There is growing evidence that glial cells (or glia), long thought to simply “support” neurons within the brain, are actually quite important for diverse aspects of sleep regulation. Thanks to Drosophila melanogaster (more affectionately known as the fruit fly), research teams at Florida Atlantic University and McGill University in Quebec have discovered a new mechanism regulating sleep that involves glia and their ability to manage a common ingredient found in many energy drinks.
Fruit flies share 75% of the genes that cause diseases in humans and display all of the behavioral and physiological characteristics of sleep. For the study, published in the journal Current Biology, the researchers sought to identify new genes affecting sleep and wakefulness in fruit flies. With this approach, they uncovered a gene that encodes the membrane transport protein known as excitatory amino acid transporter 2 or Eaat2.

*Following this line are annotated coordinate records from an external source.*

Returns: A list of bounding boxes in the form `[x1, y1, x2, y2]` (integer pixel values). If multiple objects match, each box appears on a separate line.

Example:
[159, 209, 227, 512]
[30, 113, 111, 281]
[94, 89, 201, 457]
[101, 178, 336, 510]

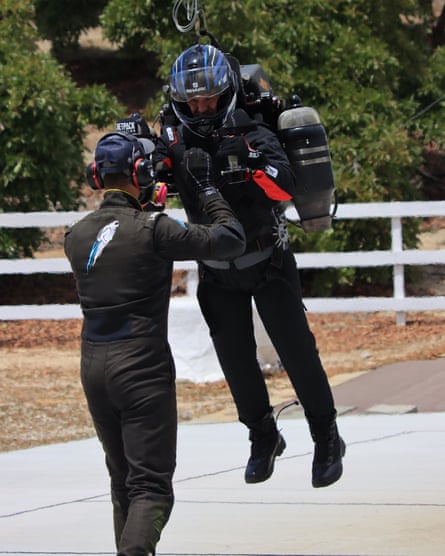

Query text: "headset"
[86, 131, 153, 190]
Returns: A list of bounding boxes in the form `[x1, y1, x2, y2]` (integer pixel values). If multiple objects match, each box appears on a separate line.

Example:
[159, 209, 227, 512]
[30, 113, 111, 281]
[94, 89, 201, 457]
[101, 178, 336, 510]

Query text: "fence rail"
[0, 201, 445, 324]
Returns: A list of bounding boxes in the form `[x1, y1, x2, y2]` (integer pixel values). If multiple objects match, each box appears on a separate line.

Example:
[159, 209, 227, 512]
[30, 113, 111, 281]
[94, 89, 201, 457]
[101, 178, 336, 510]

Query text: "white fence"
[0, 201, 445, 324]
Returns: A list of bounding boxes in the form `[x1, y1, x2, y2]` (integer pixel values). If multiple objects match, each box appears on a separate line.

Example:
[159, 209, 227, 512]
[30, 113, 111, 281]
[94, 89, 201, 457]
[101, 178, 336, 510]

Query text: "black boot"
[309, 417, 346, 488]
[244, 411, 286, 483]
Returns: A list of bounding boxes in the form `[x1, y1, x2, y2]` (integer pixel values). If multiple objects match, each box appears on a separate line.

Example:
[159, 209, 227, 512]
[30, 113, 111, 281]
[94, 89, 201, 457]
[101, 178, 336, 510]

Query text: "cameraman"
[65, 132, 245, 556]
[153, 44, 345, 487]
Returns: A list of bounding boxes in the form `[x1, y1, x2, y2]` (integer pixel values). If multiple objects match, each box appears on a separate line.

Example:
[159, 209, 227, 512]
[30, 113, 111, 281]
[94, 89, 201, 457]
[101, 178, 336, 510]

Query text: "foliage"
[102, 0, 445, 294]
[0, 0, 122, 257]
[34, 0, 107, 55]
[0, 0, 445, 295]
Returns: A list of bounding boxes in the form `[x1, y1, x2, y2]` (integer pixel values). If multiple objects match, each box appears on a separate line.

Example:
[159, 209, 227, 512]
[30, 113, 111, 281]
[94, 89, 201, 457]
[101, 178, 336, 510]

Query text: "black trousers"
[81, 338, 177, 556]
[198, 250, 335, 427]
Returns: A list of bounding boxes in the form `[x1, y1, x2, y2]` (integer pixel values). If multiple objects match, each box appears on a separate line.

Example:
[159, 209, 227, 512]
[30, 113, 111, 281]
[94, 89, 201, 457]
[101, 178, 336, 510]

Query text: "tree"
[0, 0, 123, 257]
[34, 0, 108, 55]
[102, 0, 445, 294]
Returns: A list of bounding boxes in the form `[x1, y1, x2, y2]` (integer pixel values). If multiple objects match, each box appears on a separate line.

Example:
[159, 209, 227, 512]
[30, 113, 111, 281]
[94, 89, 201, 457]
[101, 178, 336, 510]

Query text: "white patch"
[86, 220, 119, 274]
[167, 127, 175, 141]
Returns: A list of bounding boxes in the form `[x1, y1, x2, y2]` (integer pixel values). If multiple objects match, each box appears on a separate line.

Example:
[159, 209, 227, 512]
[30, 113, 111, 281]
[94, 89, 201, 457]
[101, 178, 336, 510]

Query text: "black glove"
[183, 147, 219, 202]
[216, 135, 267, 172]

They found that Eaat2 promotes wakefulness in fruit flies by limiting the length and intensity of sleep periods. They also discovered that it does this by controlling the movement of taurine—the ingredient found in many energy drinks—into glial cells of the fly brain. In humans, taurine is consistently elevated in blood and urine of sleep-deprived people, but it is unknown if taurine levels also change in the brain after sleep deprivation.
Like humans, fruit flies are highly active during the day and sleep throughout the night. The authors found that disruption of Eaat2 in fruit flies caused excess daytime sleepiness.

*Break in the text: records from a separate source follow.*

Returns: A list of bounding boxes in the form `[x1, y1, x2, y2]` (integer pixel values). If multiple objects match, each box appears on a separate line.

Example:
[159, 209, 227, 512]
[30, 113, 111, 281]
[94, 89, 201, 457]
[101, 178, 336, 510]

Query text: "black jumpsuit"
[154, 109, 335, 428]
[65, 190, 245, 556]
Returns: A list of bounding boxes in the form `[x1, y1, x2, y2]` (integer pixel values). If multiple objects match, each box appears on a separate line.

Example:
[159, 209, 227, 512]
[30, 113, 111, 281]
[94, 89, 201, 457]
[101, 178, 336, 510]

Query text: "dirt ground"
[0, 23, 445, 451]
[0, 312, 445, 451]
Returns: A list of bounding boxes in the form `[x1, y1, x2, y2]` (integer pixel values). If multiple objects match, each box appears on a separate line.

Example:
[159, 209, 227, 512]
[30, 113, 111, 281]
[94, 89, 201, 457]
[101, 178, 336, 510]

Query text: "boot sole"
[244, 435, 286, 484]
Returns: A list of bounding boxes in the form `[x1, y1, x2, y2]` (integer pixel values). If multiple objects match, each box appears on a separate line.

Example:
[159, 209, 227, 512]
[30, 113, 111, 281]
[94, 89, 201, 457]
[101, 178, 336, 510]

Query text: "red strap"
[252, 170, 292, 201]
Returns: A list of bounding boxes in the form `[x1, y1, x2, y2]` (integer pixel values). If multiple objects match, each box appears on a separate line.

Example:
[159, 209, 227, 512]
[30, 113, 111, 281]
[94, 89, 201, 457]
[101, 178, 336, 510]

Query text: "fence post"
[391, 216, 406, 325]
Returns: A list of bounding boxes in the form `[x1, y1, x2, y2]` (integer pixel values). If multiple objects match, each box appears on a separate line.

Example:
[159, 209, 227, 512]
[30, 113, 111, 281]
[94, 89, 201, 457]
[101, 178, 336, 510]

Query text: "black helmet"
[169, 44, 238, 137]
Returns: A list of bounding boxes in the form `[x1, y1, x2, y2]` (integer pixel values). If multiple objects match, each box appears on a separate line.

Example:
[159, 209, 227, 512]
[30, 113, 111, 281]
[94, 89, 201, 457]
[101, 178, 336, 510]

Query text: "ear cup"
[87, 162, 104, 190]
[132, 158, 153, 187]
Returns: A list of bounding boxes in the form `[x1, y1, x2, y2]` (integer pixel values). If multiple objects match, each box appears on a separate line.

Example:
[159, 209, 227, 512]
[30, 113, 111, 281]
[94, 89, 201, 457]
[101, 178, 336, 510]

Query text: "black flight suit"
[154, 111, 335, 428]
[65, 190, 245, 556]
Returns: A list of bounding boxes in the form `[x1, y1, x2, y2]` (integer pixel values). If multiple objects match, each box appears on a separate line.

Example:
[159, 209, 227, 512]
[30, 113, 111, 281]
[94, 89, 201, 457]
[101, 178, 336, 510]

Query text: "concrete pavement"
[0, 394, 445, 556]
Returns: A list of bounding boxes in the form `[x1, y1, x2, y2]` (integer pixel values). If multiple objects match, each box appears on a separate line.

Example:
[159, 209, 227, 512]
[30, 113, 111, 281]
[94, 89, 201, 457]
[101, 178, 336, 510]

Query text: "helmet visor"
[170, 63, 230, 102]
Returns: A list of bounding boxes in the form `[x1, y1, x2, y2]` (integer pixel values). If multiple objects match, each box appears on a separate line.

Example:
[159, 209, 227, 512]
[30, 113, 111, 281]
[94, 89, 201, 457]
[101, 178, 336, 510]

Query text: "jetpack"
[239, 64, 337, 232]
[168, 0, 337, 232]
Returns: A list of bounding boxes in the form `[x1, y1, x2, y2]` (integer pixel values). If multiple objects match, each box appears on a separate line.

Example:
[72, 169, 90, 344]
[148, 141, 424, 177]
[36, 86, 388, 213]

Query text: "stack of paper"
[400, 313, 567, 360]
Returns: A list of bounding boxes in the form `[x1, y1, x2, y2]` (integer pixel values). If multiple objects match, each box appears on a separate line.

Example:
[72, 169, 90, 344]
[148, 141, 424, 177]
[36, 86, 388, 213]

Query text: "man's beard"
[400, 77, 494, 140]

“Daytime sleep is more fragmented than nighttime sleep, and disrupting Eaat2 function led to daytime sleep that mimics sleep typically observed only during the night,” says Bethany A. Stahl, PhD, a lead author on the study, in a release. Stahl is a post-doctoral fellow in the lab of Alex C. Keene, PhD, an associate professor of biological sciences in FAU’s Charles E. Schmidt College of Science and a member of the Jupiter Life Science Initiative (JSLI).

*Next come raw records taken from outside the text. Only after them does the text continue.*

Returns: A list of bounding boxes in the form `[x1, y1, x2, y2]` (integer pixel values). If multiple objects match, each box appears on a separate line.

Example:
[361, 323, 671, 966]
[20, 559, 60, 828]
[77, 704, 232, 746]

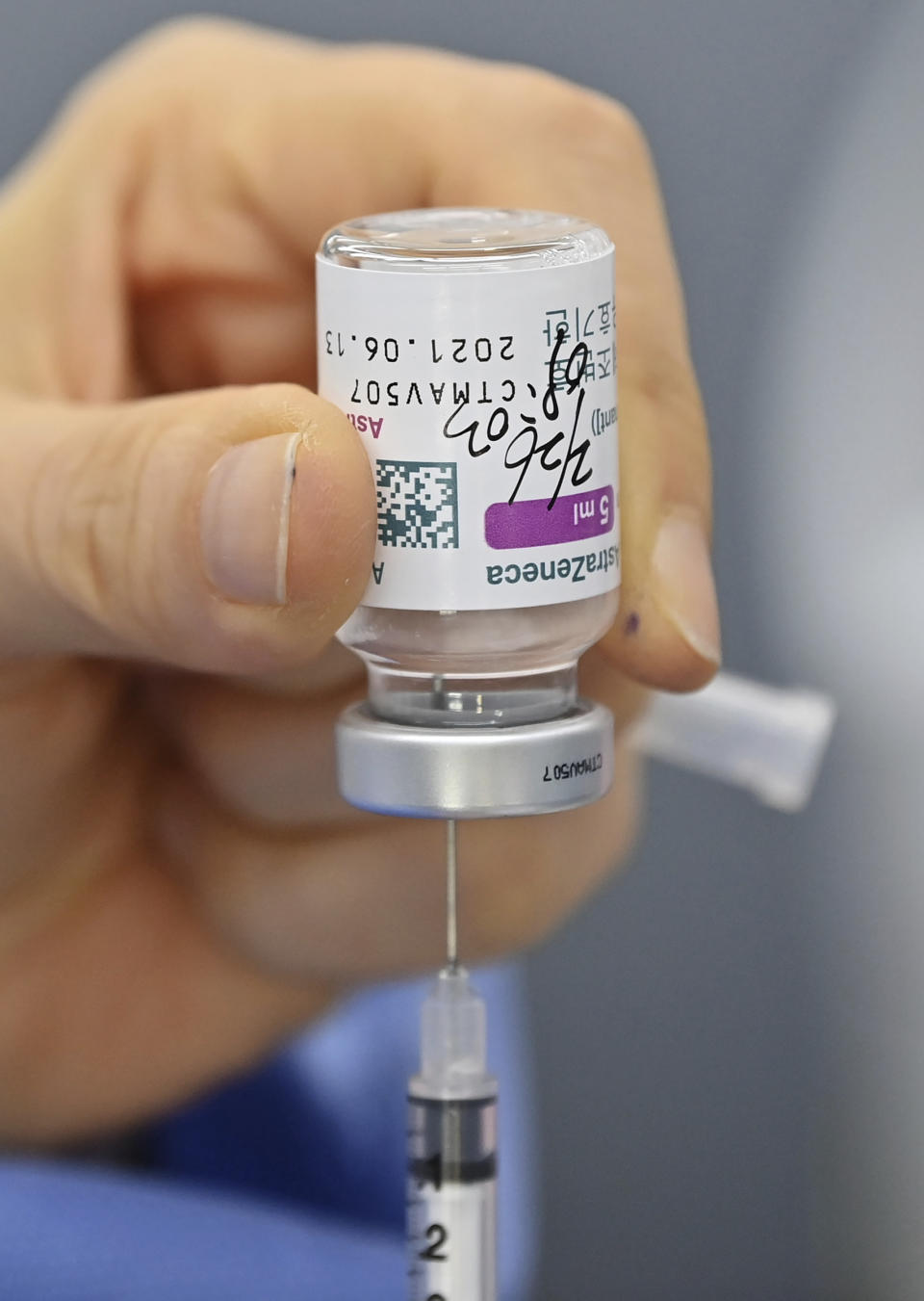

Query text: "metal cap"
[337, 700, 613, 819]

“About 70 million Americans suffer from sleep disorders, and we believe that raising awareness of the importance of understanding fundamental mechanisms of sleep is an important issue globally,” Keene says.
To determine the role of Eaat2 in metabolic regulation, the researchers simultaneously measured sleep and CO2 output from single flies.
“We think the identification of Eaat2 as a modulator of sleep will be important for researchers who study sleep regulation, sleep-dependent changes in metabolism, and perhaps physicians treating patients with sleep disorders,” Keene says. “It suggests sleep researchers need to look beyond the role of neurons to examine how glial cells control our sleep-wake regulation.”
The team found that Eaat2 works in specific glial cells of the fly brain, rather than in neurons.
“Our research adds wakefulness to the growing list of fruit fly behaviors where glial cells play an important regulatory role, which includes circadian rhythms, movement, courtship, learning and memory,” says Emilie Peco, PhD, who co-led the study. Peco is a research associate in the lab of Don van Meyel, PhD, a professor of neurology at the McGill Centre for Research in Neuroscience, and the BRaIN Program of the Research Institute of the McGill University Health Centre.
Eaat2 was previously shown to transport taurine. So to test if taurine might explain how Eaat2 affects sleep, Stahl fed taurine to some flies and found they slept more during the daytime than the control flies, but only if Eaat2 was present.
“The study led by Dr Stahl and Dr Peco focuses on fundamental mechanisms of sleep and glial cells in flies, but we expect our discovery will fuel research to determine if a mechanism involving the transport of taurine to and from glial cells might influence sleep in humans,” says van Meyel. “Even if you don’t indulge in energy drinks, there is a lot of taurine in the human brain, and what it does there is not understood all that well.”